Volkswagen Ramps Up Electric Vehicle Software & Mobility Solutions

Credit to Author: Steve Hanley| Date: Sun, 08 Dec 2019 05:40:56 +0000

Published on December 8th, 2019 | by Steve Hanley

December 8th, 2019 by  

If you thought Volkswagen would be content to introduce a few electric cars built on its all electric MEB chassis and then call it a day, think again. The company continues to take steps that show it is serious about being a full participant in the EV revolution, including software and autonomous driving solutions.

Image credit: Volkswagen

Other than its penchant for inserting periods into places where the don’t belong (viz. ID.3), Volkswagen is flexing its muscles to expand software development activities. As of January 1, all software development will be assigned to a new division within the Volkswagen Group known as Car.Software, according to a company press release.

The new unit will be based at Audi Electronics Ventures but will incorporate sites in Berlin, Bochum, Ingolstadt, Stuttgart, and Wolfsburg, as well as other Volkswagen software organizations in Seattle and Beijing. The plan is to attract the best and brightest electronics engineers from every part of the Group and assemble them into one team.

With additional hires from outside the company, the goal is to have 10,000 digital experts under the Car.Software umbrella developing soft­ware for vehicle and digital ecosystems by 2025. The ultimate goal is to develop a dedicated software brand within the Volkswagen Group that will service the needs of Group members and offer products and services to other companies in the automotive sphere.

“With our Car.Software organization, we will create an ideal platform for pioneering software development in the Volkswagen Group. We are stepping up our efforts,” says Christian Senger, member of the Volkswagen board responsible with company wide responsibility for in-vehicle software. “We will increase our competitiveness in the Volkswagen Group by controlling a much larger share of the value creation in the digitalization of our vehicles going forward. For this reason we will also develop software on a cross-brand basis in the Car.Software organization. This will allow us to achieve important synergies and economies of scale for all brands.”

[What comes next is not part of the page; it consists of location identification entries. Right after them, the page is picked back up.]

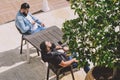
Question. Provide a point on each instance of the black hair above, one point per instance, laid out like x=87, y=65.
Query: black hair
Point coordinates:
x=43, y=48
x=25, y=6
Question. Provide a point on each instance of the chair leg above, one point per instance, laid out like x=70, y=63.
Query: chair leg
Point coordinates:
x=38, y=52
x=72, y=74
x=21, y=47
x=48, y=73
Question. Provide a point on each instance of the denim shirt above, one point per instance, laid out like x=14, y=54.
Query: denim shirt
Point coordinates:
x=24, y=24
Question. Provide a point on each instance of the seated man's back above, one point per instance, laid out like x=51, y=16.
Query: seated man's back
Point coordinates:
x=26, y=22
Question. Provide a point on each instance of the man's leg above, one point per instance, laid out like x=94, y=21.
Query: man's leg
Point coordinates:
x=39, y=29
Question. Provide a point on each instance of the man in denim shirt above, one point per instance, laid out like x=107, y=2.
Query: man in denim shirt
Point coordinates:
x=26, y=22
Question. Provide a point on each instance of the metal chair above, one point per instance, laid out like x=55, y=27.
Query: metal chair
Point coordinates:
x=58, y=71
x=22, y=39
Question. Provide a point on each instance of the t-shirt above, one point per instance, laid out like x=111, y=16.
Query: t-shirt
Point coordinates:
x=35, y=26
x=53, y=59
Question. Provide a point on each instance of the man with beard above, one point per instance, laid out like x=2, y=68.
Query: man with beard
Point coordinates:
x=26, y=22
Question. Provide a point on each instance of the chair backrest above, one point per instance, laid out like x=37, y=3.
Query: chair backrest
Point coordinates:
x=19, y=30
x=52, y=34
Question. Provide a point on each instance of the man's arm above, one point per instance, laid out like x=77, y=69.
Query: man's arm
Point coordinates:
x=67, y=63
x=36, y=20
x=20, y=24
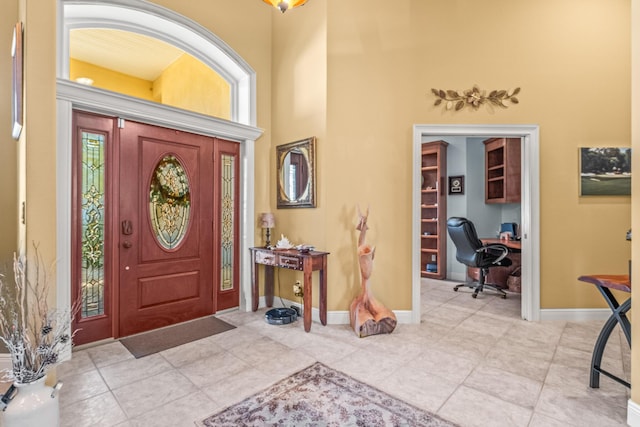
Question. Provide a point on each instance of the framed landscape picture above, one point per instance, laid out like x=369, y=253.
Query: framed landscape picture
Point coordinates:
x=605, y=171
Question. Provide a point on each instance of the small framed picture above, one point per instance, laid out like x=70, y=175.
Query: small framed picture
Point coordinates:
x=605, y=171
x=456, y=184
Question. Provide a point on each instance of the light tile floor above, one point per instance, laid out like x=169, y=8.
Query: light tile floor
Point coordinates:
x=472, y=361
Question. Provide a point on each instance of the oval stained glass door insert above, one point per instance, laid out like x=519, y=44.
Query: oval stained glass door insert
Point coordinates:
x=169, y=202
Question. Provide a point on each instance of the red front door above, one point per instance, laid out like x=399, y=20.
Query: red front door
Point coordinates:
x=165, y=226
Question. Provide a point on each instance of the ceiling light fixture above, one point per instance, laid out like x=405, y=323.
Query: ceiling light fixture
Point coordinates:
x=284, y=5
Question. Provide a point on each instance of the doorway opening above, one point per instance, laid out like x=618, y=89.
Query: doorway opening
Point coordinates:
x=530, y=209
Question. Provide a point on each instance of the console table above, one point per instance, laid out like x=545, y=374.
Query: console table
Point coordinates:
x=307, y=262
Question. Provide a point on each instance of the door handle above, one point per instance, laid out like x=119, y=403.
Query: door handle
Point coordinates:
x=127, y=227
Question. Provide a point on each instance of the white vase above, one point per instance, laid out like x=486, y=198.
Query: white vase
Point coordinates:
x=35, y=404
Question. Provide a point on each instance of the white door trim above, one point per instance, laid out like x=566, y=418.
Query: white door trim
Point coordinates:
x=530, y=205
x=153, y=20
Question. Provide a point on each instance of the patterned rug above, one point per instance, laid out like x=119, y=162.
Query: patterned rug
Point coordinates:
x=321, y=396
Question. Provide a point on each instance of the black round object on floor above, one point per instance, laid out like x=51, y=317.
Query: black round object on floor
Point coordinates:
x=280, y=316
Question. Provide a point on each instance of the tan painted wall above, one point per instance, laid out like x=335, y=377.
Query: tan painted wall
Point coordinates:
x=9, y=206
x=105, y=78
x=190, y=84
x=299, y=106
x=635, y=208
x=571, y=61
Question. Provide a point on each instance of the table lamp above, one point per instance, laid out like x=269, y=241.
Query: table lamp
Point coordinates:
x=267, y=221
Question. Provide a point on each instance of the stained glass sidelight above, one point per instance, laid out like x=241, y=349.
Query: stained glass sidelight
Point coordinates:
x=227, y=222
x=169, y=202
x=93, y=216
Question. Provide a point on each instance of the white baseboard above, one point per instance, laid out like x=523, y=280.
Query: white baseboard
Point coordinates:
x=336, y=317
x=575, y=314
x=633, y=414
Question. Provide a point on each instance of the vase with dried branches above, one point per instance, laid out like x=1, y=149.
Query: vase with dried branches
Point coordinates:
x=36, y=337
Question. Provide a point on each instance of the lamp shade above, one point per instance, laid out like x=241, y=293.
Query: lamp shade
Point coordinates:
x=284, y=5
x=267, y=220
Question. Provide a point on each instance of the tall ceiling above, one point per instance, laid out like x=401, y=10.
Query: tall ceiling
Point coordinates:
x=126, y=52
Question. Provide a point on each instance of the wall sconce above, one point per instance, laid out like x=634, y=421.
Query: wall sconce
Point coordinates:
x=284, y=5
x=267, y=221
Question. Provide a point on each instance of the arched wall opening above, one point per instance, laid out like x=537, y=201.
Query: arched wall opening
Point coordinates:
x=161, y=23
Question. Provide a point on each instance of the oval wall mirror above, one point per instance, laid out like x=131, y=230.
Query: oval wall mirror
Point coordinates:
x=296, y=174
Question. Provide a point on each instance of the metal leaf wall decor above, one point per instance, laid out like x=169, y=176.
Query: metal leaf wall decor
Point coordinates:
x=475, y=98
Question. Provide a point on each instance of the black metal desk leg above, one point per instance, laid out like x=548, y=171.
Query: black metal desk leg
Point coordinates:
x=618, y=317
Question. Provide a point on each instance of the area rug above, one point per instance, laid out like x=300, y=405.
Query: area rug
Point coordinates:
x=321, y=396
x=147, y=343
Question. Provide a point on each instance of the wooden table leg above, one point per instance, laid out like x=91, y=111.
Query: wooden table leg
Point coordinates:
x=255, y=284
x=268, y=285
x=307, y=267
x=323, y=291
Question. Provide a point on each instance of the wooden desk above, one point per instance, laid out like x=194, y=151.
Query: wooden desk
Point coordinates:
x=511, y=244
x=293, y=260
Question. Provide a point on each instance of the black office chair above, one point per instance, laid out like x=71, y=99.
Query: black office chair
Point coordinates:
x=473, y=253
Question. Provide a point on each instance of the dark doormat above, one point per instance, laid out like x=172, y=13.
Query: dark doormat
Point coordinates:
x=147, y=343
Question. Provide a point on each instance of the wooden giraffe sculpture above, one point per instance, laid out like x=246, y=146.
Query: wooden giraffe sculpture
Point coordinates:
x=367, y=315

At the present time, only 10% of software development is done in-house. The company expects its Car.Software unit will increase that to 60% by 2025. It will develop cross-brand software in five domains: Connected Car & Device Platform, Intelligent Body & Cockpit, Automated Driving, Vehicle Motion & Energy and Digital Business & Mobility Services.

Those domains will cover the development work on one standard vehicle operating system — vw.os — for all vehicles in the Volkswagen Group and their connection to the Volkswagen Automotive Cloud, a standardized infotainment and automated driving platform. The budget for the division is $7 billion between now and 2025. “Having a uniform software architecture will enable Volkswagen to generate sizable economies of scale in the Group, substantially reducing per-vehicle software costs across all brands,” the company says.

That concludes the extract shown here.